Mandiant’s M-Trends 2026 report is based on 500,000-plus hours of incident response work across 2025. The 22-second figure is real. But it’s not how fast attackers go from initial access to ransomware in a typical case. It’s how quickly an initial access broker can hand off already-compromised access to a ransomware operator. The hard work of getting in is already done. The clock starts after.
That’s a meaningful distinction. And it’s getting buried.
What isn’t getting buried but should be getting more attention: median dwell time went up. From 11 days to 14 days year-over-year. Organizations aren’t getting faster at detecting attackers. They’re getting marginally slower. Put that alongside a 22-second handoff and you have the actual picture: by the time your team identifies a compromise, the ransomware operator has had the keys for two weeks and the transaction that gave them those keys took less time than a cup of coffee.
The long-run trend is still positive – dwell time was 146 days in 2015. But the year-over-year move is a warning sign.

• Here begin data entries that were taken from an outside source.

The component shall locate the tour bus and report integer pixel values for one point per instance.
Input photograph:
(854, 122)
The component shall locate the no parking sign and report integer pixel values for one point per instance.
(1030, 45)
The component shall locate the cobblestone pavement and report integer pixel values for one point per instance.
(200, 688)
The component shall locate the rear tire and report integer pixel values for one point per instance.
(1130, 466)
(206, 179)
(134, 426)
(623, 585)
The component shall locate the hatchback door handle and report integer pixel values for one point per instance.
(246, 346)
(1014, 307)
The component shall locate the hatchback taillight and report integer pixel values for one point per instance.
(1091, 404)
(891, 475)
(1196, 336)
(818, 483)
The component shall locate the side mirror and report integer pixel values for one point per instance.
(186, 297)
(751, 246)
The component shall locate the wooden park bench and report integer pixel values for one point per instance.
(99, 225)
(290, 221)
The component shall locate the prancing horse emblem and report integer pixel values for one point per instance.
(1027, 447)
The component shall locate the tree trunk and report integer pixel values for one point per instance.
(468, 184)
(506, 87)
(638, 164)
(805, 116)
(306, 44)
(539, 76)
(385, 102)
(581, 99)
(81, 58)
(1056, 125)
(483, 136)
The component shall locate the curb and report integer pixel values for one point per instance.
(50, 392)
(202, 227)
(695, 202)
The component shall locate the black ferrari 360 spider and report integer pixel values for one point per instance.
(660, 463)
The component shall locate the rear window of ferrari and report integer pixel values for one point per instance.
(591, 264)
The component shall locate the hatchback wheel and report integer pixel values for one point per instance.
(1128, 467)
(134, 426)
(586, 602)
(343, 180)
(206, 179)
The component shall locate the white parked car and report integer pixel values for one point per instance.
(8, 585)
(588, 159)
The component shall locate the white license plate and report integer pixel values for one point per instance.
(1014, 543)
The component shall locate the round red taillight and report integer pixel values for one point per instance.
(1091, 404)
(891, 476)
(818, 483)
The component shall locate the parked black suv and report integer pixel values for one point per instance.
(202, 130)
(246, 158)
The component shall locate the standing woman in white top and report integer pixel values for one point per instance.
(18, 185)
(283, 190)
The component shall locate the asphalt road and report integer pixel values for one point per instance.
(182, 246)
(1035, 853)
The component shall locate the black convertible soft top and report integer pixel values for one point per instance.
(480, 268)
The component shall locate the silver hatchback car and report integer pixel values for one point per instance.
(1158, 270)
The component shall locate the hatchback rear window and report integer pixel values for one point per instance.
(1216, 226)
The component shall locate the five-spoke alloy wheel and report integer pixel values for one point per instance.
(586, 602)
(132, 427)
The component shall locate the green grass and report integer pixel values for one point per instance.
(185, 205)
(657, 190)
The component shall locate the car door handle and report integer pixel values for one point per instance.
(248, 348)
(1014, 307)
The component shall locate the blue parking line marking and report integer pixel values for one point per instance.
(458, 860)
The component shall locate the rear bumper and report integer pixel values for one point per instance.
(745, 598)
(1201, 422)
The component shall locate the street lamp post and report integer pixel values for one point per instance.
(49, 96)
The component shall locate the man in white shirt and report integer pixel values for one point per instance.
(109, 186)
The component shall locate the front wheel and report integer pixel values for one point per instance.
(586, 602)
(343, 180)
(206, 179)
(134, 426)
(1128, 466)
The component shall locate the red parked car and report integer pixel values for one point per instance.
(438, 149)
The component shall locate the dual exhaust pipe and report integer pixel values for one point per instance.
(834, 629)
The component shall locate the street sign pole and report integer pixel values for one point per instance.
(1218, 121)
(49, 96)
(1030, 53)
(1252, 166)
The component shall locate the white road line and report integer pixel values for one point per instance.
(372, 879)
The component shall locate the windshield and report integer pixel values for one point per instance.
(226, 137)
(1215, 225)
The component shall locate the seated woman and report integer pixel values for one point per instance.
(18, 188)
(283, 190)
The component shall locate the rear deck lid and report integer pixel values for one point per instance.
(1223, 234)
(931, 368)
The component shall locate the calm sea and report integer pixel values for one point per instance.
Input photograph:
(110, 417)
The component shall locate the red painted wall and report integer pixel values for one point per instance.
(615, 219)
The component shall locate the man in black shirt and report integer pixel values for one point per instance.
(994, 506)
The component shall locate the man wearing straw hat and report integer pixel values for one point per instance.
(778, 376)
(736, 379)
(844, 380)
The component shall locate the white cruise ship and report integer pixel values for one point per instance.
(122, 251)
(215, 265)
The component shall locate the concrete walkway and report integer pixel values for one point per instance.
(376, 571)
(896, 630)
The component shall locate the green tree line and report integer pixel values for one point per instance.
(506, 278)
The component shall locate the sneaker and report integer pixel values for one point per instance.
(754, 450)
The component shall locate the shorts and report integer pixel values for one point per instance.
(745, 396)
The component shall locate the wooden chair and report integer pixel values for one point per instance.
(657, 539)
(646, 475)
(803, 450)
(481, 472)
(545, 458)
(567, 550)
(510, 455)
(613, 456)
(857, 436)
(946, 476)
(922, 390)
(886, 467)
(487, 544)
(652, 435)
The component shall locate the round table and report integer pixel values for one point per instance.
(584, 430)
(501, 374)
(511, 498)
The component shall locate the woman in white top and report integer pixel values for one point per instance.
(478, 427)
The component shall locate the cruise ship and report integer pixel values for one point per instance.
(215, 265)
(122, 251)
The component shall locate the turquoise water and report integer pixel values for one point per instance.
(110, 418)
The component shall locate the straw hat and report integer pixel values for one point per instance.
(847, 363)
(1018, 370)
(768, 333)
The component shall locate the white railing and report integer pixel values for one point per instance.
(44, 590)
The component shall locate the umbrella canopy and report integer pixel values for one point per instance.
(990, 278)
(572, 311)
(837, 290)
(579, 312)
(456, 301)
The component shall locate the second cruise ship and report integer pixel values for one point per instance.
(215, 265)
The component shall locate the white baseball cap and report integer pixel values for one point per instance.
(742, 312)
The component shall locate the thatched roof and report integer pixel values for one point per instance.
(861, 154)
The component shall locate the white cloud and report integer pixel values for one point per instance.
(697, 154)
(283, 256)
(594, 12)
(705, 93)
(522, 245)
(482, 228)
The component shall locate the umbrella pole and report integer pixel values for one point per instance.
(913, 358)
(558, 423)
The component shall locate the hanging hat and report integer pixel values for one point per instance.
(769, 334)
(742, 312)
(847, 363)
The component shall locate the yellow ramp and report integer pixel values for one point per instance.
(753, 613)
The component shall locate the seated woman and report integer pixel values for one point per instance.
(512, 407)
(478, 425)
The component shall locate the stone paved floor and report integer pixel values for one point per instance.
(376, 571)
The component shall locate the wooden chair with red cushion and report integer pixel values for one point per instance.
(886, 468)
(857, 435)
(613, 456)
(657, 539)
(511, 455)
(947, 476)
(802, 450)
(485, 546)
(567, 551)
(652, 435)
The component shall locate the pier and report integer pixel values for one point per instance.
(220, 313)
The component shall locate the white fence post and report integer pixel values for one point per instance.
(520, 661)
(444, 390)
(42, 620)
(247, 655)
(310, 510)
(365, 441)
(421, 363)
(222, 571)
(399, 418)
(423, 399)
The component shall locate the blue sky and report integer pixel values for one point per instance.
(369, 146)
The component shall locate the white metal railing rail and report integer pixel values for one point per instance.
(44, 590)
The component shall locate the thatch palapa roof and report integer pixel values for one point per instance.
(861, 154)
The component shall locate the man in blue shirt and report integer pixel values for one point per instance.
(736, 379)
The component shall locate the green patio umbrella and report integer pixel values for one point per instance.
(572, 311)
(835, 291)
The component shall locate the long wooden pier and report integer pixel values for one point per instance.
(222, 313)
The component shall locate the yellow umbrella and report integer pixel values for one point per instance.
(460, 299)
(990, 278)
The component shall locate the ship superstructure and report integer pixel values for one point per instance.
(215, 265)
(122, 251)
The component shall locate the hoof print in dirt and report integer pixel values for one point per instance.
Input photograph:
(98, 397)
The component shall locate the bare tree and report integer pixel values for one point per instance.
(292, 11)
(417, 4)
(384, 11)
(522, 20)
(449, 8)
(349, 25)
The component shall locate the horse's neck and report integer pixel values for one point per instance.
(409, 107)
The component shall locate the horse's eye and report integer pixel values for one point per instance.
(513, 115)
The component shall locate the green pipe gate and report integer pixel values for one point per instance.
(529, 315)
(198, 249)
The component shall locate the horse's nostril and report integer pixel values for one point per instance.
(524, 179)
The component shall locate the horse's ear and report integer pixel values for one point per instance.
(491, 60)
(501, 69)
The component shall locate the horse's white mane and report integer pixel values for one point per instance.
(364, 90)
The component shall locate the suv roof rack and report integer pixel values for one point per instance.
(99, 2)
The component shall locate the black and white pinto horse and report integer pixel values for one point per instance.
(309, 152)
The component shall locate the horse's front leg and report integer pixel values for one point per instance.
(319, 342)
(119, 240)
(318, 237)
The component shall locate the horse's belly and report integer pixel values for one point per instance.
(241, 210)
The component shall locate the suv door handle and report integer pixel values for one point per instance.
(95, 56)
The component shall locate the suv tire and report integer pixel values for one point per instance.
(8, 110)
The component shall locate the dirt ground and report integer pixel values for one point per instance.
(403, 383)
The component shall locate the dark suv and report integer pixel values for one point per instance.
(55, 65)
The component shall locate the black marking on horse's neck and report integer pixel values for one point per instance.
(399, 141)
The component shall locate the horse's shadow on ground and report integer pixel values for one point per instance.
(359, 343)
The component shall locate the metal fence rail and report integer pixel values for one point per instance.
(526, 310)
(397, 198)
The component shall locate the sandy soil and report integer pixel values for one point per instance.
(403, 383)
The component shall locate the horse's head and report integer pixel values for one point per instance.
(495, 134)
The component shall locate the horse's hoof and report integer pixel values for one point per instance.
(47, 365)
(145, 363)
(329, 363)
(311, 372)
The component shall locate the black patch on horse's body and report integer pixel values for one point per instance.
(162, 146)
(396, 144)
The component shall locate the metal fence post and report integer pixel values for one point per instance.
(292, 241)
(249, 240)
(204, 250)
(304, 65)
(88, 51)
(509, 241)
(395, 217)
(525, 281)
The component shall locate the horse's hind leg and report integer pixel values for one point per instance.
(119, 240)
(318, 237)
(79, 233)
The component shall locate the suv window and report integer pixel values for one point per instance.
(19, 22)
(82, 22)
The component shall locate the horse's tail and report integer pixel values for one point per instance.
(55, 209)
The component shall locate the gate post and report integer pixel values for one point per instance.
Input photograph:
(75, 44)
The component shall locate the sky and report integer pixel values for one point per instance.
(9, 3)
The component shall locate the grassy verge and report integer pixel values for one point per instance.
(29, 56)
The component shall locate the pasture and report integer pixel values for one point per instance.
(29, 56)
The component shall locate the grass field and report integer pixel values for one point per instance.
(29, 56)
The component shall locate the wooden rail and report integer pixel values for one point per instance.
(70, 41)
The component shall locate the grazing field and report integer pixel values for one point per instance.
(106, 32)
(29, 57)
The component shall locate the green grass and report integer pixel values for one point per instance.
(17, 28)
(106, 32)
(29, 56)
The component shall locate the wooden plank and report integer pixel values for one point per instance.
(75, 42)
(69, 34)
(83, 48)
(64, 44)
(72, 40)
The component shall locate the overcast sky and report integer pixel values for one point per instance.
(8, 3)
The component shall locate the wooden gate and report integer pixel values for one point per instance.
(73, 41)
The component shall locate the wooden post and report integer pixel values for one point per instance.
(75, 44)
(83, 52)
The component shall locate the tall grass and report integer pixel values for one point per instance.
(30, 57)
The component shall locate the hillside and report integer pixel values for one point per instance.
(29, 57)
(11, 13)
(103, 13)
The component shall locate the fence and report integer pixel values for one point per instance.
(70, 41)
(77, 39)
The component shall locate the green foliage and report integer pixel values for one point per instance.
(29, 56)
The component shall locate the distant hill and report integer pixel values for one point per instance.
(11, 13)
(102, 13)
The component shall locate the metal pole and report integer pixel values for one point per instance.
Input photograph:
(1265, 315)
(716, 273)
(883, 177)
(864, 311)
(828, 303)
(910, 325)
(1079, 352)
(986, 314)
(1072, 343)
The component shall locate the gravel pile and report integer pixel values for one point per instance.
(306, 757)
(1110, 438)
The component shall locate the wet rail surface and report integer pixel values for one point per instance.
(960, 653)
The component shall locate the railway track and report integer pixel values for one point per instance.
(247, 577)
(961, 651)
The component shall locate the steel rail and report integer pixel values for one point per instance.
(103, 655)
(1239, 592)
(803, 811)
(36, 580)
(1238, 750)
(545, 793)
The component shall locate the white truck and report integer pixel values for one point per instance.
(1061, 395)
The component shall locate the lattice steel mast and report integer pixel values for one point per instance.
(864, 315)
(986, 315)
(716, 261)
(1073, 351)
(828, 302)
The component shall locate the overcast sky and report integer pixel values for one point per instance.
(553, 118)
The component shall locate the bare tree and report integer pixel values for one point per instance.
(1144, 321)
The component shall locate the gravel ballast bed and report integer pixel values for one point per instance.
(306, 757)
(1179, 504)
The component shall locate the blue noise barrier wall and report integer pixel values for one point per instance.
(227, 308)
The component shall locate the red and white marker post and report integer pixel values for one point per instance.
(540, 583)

The most significant finding in the report isn’t the speed stats. It’s what Mandiant calls “recovery denial.” Ransomware operators aren’t just encrypting data. They’re systematically targeting backup infrastructure, identity services, and virtualization management planes before they pull the trigger. The goal is to close off every exit before they announce themselves. Pay the ransom or rebuild from nothing.
One more note: high-tech companies have overtaken financial services as the top targeted sector. If you’re in tech, you’re the primary target.
The 22-second number will get all the clicks. The 14-day dwell time and the recovery denial trend are the things that should actually change how you operate.